Passare da giocare con altri, contro “mostri” “scriptati” (cioè dal comportamento altamente prevedibile) a cimentarsi contro giocatori umani rappresenta un salto sull’abisso.
È come passare dal giocare a pallone contro il muro a giocare in Serie A. Direttamente, senza livelli intermedi. Provo a metterla in guardia. Cerco di spiegarle cosa l’aspetta ma non potrei essere mai capace di raccontare a parole, la brutalità digitale di un MOBA.
Matilde può giocare, competere e non fare la figura della scappata di casa. Da questa considerazione nascono i LiLaT. Il clan di Linea Laterale. Su queste pagine e su quelle che ora son scomparse ma le ho conservate, ho spesso parlato di quanto gli eSport siano una forma d’intrattenimento più efficiente di molti sport minori.
Arriva anche il momento di dimostrarlo.

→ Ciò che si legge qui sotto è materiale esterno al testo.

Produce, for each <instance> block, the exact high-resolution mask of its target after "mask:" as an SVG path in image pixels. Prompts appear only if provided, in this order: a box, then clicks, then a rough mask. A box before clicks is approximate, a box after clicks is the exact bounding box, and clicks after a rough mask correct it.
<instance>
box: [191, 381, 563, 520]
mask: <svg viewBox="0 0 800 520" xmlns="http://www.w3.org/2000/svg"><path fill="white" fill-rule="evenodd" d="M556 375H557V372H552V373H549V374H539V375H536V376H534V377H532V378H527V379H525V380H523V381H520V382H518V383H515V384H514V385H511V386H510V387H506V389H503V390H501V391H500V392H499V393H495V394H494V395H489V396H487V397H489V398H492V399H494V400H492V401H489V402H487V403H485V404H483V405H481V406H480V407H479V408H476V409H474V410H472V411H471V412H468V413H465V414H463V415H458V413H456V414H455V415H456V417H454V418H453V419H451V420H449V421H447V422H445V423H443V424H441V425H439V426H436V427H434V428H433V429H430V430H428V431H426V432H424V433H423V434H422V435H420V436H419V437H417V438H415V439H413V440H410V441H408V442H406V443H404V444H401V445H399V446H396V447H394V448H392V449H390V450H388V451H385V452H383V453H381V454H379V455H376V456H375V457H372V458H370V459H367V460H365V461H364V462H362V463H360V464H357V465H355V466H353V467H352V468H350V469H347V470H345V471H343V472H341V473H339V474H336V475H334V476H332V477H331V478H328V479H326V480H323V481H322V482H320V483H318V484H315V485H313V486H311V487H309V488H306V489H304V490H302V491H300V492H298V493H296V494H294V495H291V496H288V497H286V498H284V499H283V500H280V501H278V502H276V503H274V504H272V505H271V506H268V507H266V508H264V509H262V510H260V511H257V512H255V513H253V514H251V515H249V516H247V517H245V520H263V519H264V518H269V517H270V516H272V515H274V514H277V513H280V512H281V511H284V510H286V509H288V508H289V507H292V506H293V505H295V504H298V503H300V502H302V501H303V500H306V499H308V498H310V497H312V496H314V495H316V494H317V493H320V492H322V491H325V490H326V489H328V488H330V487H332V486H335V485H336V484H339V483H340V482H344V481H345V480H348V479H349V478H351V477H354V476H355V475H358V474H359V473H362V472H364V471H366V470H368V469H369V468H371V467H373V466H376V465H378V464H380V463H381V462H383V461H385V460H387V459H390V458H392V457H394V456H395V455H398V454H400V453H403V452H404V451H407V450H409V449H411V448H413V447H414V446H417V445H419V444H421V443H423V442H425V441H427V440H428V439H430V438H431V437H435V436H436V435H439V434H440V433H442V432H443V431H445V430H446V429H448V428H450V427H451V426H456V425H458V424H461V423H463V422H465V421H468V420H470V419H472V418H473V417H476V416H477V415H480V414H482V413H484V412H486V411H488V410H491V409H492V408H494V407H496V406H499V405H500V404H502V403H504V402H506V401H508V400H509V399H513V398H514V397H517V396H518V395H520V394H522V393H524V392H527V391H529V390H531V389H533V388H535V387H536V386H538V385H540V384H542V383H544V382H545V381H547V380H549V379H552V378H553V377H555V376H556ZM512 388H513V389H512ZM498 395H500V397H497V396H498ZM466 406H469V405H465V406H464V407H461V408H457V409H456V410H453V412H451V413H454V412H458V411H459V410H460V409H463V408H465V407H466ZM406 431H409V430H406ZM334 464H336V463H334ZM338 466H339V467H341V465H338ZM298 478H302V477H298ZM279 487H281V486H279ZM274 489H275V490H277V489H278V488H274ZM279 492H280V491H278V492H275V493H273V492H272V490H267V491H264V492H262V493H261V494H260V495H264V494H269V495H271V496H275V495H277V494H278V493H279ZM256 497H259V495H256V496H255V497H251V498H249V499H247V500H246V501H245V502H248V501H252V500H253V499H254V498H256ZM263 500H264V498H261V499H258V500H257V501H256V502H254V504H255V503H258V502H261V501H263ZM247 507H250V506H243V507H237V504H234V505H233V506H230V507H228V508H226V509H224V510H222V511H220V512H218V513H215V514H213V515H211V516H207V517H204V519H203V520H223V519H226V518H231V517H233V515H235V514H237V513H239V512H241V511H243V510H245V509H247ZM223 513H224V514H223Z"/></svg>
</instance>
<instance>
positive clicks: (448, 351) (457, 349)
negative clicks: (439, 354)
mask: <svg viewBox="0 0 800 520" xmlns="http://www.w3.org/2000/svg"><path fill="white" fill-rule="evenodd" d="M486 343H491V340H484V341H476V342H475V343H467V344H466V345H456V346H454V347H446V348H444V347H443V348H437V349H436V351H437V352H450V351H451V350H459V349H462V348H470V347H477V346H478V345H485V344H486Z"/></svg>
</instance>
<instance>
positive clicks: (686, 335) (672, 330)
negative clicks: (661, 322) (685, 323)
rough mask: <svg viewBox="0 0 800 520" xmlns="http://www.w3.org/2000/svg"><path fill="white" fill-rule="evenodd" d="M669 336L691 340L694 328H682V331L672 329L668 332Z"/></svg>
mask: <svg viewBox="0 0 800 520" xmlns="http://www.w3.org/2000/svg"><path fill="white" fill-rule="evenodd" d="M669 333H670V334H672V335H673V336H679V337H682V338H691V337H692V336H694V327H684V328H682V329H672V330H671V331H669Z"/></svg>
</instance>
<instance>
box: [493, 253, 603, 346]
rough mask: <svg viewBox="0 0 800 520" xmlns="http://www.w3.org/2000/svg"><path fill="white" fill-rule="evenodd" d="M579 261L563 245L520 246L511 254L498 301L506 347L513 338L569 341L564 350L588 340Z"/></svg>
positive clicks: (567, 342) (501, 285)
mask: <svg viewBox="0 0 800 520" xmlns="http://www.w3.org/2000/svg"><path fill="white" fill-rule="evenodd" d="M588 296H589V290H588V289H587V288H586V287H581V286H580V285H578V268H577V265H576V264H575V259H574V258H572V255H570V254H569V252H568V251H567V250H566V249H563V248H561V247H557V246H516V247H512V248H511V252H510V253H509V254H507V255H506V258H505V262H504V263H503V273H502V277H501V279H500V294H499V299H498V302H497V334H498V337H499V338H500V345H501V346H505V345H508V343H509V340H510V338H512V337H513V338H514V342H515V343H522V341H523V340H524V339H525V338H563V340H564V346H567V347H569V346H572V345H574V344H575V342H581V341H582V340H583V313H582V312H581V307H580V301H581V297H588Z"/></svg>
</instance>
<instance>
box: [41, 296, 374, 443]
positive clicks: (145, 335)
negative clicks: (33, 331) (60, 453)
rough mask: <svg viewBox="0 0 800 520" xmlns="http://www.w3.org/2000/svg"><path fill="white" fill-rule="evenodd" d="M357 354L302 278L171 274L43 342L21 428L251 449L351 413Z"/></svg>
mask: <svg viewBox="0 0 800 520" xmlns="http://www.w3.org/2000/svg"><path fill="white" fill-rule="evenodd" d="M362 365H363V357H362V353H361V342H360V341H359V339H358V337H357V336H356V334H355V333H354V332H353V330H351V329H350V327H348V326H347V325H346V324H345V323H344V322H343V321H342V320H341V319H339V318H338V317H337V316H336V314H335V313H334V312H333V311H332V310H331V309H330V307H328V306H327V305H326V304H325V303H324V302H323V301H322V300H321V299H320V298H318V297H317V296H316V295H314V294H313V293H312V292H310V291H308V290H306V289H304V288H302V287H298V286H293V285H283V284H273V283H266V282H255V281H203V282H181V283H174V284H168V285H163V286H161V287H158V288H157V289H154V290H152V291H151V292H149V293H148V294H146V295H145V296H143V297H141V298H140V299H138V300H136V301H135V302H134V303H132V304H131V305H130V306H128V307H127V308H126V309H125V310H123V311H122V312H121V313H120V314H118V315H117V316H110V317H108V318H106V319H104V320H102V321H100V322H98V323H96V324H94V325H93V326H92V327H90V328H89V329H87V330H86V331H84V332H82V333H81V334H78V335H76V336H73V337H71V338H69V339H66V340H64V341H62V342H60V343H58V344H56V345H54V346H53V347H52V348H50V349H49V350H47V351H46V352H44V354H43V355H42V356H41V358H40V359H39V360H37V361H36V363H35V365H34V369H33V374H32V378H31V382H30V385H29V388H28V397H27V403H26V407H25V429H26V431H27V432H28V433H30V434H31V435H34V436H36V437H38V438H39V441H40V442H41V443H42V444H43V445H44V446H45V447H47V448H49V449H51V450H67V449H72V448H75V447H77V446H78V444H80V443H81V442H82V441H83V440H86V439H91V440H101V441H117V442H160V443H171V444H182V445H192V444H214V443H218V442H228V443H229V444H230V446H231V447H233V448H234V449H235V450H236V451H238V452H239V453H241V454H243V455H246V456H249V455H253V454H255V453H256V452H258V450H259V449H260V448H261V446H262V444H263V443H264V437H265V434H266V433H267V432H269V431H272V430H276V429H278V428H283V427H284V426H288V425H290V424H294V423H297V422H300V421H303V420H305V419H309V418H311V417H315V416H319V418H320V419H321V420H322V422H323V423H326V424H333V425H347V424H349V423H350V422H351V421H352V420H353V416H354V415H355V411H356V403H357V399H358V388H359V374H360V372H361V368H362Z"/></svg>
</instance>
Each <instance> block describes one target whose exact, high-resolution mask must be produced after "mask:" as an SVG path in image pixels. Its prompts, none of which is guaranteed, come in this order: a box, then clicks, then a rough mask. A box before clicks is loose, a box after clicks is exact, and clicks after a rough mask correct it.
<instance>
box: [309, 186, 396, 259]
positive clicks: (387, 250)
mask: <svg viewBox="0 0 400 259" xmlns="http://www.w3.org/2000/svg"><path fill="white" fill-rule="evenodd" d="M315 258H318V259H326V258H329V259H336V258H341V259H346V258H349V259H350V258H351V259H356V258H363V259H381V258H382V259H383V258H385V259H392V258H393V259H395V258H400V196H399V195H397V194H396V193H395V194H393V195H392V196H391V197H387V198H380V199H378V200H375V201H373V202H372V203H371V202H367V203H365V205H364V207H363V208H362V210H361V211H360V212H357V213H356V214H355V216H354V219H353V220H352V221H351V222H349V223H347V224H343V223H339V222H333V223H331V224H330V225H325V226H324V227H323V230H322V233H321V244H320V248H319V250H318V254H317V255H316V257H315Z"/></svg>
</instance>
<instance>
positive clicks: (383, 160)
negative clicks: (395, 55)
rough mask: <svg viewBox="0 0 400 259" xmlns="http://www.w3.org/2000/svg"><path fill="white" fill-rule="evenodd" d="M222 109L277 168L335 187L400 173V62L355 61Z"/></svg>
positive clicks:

Non volendo emulare quei presidenti che mettono su le squadre così a caso come con le figurine dei calciatori, mi sono procurato in anticipo i tasselli che mi mancavano.
Ci sono dei ruoli da coprire. Delle necessità di squadra e come vi direbbe “l’uomo del mutuo” queste vanno soddisfatte. Non con quello che vorremmo, ma con quello che serve. Posso giocare Support senza fare schifo, ma ho bisogno di un Carry. Alan è l’uomo giusto per questo.
In Smite si gioca anche 3vs3, così ho coperto la squadra per quel tipo di competizione.
Per il 5vs5 che è la modalità della Pro League, servono almeno un Jungler e un secondo laner. Alessandro e Marco, il primo su PS4, l’altro sulla Switch.
C’è anche Simona, la seconda donna della squadra, lei gioca a futsal in A2, nel Città di Taranto. Perché il sesto uomo è importante come nel basket. Se volete giocare con noi, potete cercare il clan “Linea” in Smite e unirvi a noi.
Quanto sia lontana la Pro League, non è possibile dirlo. Non c’è una previsione realistica al momento. I primi tornei, quelli del circuito Community e Amateur, quelli potrebbero essere più vicini, possibilmente quelli con i premi in denaro.
LiLat per non parlare solo di futsal, per non chiuderci in una bolla dimenticando cosa c’è fuori e anche per far conoscere in un modo diverso, chi pratica e compete nel calcio a cinque. Per riempire di bellezza un mondo, quello del futsal, dove i protagonisti sono raramente i giocatori.